Zhyzhak saltó rápidamente por la parte superior de la almena y luego volvió a saltar al corredor. Corrió a toda velocidad. Ahora que los ejércitos estaban avisados, sería atacada en pocos minutos, a menos que consiguiese llegar a la seguridad del templo, que pertenecía a su tribu. Las puertas del templo estaban cerca, abiertas de par en par. Entró rodando en el vestíbulo y se deslizó velozmente por el suelo de mármol liso justo cuando estalló un sonoro estruendo a sus espaldas.
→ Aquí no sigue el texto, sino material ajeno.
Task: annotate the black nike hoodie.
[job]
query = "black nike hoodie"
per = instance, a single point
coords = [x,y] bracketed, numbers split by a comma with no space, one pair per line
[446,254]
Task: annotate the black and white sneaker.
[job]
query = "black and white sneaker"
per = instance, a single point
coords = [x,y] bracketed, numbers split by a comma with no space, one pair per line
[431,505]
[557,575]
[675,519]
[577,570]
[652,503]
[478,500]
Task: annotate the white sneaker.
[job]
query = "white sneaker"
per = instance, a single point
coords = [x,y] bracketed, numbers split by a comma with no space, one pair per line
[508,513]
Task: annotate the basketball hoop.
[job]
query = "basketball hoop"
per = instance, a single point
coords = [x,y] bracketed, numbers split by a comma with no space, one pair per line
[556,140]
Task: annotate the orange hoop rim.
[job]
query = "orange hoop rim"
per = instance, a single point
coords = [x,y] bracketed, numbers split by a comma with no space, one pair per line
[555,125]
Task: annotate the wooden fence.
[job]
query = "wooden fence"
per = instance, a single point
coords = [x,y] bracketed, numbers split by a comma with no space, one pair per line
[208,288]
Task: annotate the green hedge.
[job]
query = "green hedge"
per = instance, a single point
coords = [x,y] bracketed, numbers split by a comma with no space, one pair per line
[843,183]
Se giró para ver cómo los sulfurados ejércitos de espíritus-pesadilla se detenían justo al otro lado de la puerta, incapaces de pasar a los guardas que solo franqueaban el paso a los Garou y a sus aliados. Zhyzhak les hizo un gesto de burla y se giró hacia el vestíbulo.

Ningún guardia corrió a interceptarla. Un solo Garou estaba sentado en el suelo al lado de las escaleras que conducían hacia abajo. Tenía el aspecto de un hombre deforme, el de una etapa anterior de la evolución humana, que le daba unas cejas arqueadas y los músculos magros de un cavernícola. Levantó la vista mientras ella se acercaba y le sonrió de modo conspirador, al tiempo que se levantaba para saludarla.

—Así que aquí viene alguien más a jugarse el alma en la fragua del miedo —dijo.

—¡Cállate! ¡He bailado la Espiral cinco veces, mierdecilla! —Zhyzhak levantó la mano y amenazó con golpearle.

La sonrisa del hombre desapareció y agachó la cabeza, como un niño al que acaban de decirle que su viaje a Disneylandia se ha cancelado. Suspiró y volvió a sentarse.

—Está abajo —dijo—. Ya conoce el camino.

Zhyzhak le agarró la oreja carnosa y le dio un doloroso tirón. Él se levantó y se puso de puntillas para evitar que se la arrancara del todo.

—¿Quién cojones eres tú? —gritó Zhyzhak.

—G-G-Galvarg —chilló, al tiempo que se zafaba de su agarrón y se acariciaba la dolorida oreja con ambas manos—. Mi deber es conducir a cualquier guerrero gaiano hasta el Laberinto.

—¡¿Gaianos?! ¿Y qué diablos iban a estar
ellos
haciendo
aquí
?

Galvarg suspiró.

—Solían venir llenos de orgullo y gloria, esperando derrotar al Wyrm o liberar a nuestra tribu de su lealtad. —Soltó una risotada al recordar las victorias del pasado—. Siempre fracasaban y se unían a nosotros. Verlos salir a trompicones del Laberinto, con una renacida locura en los ojos… oh, por la gloria del ayer.

Zhyzhak frunció el ceño.

—¿Ya no vienen más?

—No. La noticia se ha propagado; nadie sobrevive entero e inmaculado al Laberinto. Ya ni siquiera lo intentan.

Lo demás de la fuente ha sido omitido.